В качестве одного из популярных объяснений этого феномена имеется точка зрения Э. Паллиблэнка о возможности вторжения в район среднего течения Хуанхэ небольшого числа воинов-колесничих, которые затем смешались с местным монголоидным населением и антропологически в нем бесследно растворились (Pulleyblank, 1966; Васильев, 1976, с. 301). Возможно, «экспорт оружия» был осуществлен и каким-то иным путем. В азиатских степях конный экипаж на колесах со спицами был известен по крайней мере с XVI в. до н. э., как свидетельствуют об этом раскопки некрополя военной знати степных скотоводов в советском Зауралье. На середину II тыс. до н. э. приходится широкое распространение в степях Казахстана, Южной Сибири и Киргизии племен с культурой андроновского типа, которым этот вид повозки был хорошо знаком, так же как и бронзовое оружие. Тип конной колесницы мог быстро распространиться и дальше по степной зоне, как об этом как будто свидетельствуют наскальные рисунки Монголии. Однако, если даже кучка воинственных степняков-скотоводов и проникла в долину Хуанхэ, этого было, разумеется, совершенно недостаточно для появления там феномена цивилизации.
Если Э. Паллиблэнк и некоторые другие сторонники западных импульсов в эволюции древнекитайского очага первых цивилизаций склонны выводить шанских правителей с запада, то недавно была высказана прямо противоположная точка зрения. Чжан, указывая на некоторые культурные параллели с традициями шаньдунского классического Лушаня, допускает приход шанской династии из восточных районов (Chang Kwang-Chin, 1980, p. 345).

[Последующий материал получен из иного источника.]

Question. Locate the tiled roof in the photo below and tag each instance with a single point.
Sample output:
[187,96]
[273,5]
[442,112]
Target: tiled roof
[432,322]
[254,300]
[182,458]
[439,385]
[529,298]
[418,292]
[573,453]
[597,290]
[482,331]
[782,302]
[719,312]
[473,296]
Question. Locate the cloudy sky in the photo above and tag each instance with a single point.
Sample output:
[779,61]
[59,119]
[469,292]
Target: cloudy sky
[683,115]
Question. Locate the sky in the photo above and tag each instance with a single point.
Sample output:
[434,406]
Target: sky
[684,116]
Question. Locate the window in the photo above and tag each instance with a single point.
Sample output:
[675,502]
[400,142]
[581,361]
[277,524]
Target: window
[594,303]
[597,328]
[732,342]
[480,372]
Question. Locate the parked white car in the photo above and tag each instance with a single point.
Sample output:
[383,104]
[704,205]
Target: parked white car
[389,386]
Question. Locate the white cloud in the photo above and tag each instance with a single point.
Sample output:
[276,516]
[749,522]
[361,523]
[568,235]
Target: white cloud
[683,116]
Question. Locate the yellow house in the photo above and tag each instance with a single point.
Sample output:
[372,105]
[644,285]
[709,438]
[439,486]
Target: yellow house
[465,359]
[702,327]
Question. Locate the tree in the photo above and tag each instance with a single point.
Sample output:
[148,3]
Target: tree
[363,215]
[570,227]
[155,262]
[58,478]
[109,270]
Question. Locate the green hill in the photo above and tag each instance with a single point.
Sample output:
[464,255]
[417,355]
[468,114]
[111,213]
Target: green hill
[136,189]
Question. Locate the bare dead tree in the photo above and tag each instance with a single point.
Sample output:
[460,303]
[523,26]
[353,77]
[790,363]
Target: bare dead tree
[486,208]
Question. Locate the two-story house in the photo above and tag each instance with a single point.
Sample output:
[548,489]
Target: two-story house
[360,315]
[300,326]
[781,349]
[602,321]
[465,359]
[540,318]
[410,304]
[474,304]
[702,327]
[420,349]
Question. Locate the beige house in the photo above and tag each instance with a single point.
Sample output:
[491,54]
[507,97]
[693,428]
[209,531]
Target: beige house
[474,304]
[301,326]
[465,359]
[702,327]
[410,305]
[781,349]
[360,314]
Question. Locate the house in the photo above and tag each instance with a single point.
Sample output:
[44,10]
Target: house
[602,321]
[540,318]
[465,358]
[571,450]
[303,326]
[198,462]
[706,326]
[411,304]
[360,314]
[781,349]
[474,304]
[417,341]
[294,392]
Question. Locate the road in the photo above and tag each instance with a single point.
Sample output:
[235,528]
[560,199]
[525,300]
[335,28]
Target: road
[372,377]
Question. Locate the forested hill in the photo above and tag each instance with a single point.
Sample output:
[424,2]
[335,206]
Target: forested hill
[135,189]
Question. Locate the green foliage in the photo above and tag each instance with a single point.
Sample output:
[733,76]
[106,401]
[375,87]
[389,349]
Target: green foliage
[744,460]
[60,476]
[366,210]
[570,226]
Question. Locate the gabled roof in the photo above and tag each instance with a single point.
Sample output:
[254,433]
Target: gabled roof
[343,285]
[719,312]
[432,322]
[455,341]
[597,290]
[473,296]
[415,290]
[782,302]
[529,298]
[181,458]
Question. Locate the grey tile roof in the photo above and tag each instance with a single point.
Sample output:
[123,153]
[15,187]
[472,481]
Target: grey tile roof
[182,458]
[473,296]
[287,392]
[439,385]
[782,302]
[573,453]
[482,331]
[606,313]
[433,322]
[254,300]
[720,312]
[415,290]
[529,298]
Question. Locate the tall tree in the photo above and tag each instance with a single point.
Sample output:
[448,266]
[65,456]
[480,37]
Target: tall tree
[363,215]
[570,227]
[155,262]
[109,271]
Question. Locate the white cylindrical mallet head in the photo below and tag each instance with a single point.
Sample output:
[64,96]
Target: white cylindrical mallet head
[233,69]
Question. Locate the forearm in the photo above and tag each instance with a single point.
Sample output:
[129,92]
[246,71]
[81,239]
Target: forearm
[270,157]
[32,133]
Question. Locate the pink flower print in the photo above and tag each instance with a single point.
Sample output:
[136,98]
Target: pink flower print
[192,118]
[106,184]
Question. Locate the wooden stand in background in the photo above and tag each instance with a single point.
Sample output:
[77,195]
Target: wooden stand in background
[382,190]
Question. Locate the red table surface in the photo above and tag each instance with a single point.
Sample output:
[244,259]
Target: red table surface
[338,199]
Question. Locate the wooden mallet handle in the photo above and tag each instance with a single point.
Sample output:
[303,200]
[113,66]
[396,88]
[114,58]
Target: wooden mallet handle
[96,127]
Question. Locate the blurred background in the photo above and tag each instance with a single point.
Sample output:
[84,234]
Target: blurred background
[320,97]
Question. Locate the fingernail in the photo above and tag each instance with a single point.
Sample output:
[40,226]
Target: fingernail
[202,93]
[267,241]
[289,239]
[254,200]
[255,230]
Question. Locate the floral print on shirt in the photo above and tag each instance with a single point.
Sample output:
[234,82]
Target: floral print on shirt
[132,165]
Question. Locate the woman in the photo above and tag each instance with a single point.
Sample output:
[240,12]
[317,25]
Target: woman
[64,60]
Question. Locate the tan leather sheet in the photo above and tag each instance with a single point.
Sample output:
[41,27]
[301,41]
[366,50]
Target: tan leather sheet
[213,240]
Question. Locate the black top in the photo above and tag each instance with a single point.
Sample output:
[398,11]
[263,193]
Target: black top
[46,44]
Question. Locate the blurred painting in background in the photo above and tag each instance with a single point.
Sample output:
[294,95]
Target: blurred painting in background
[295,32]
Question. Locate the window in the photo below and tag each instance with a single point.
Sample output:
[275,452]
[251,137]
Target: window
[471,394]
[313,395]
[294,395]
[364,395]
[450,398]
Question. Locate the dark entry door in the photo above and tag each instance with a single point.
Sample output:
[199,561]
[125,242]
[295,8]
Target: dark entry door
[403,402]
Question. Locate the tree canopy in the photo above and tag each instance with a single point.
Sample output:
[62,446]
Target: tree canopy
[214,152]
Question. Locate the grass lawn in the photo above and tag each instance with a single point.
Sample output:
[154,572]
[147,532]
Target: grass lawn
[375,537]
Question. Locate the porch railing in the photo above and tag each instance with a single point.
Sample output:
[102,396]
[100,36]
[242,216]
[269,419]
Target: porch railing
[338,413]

Но все это не меняет основного фундаментального тезиса о том, что именно области по среднему течению Хуанхэ были исходной культурной, экономической и социальной базой иньской цивилизации как социокультурного комплекса. Эта цивилизация представляет собой региональный тип культуры, который в своем регионе послужил эталоном и образцом для целого ряда локальных формопроявлений. Сложившись как устойчивая структура в Хэнани, иньская цивилизация оказала стимулирующее воздействие на обширные ареалы, и уже раннеиньские и эрлиганские объекты или предметы, подражающие им, распространены на широкой территории от Пекина до Янцзы. Примечателен локальный центр Паньлун, недавно открытый на среднем течении Янцзы (Кучера, 1977, с. 110—112; Chang Kwang-Chin, 1980, p. 386—303). Здесь располагался небольшой укрепленный городок, занимающий площадь 290X260 м2. В центре городка находилось здание резиденции правителя, построенное по хэнаньским канонам, — на платформе с деревянными столбами-колоннами по периметру. По характеру могил можно говорить по крайней мере о трех социальных группах населения, причем гробницы элиты обложены деревом со следами росписи, а основное погребение покоится в деревянном гробу. В одной из гробниц было обнаружено 63 бронзовых изделия, в другой 22 ритуальных сосуда, повторяющих иньские образцы. Эта провинциальная реплика свидетельствует о доминирующем значении иньских эталонов, имеющих в глазах окружающих народов престижно-знаковый характер.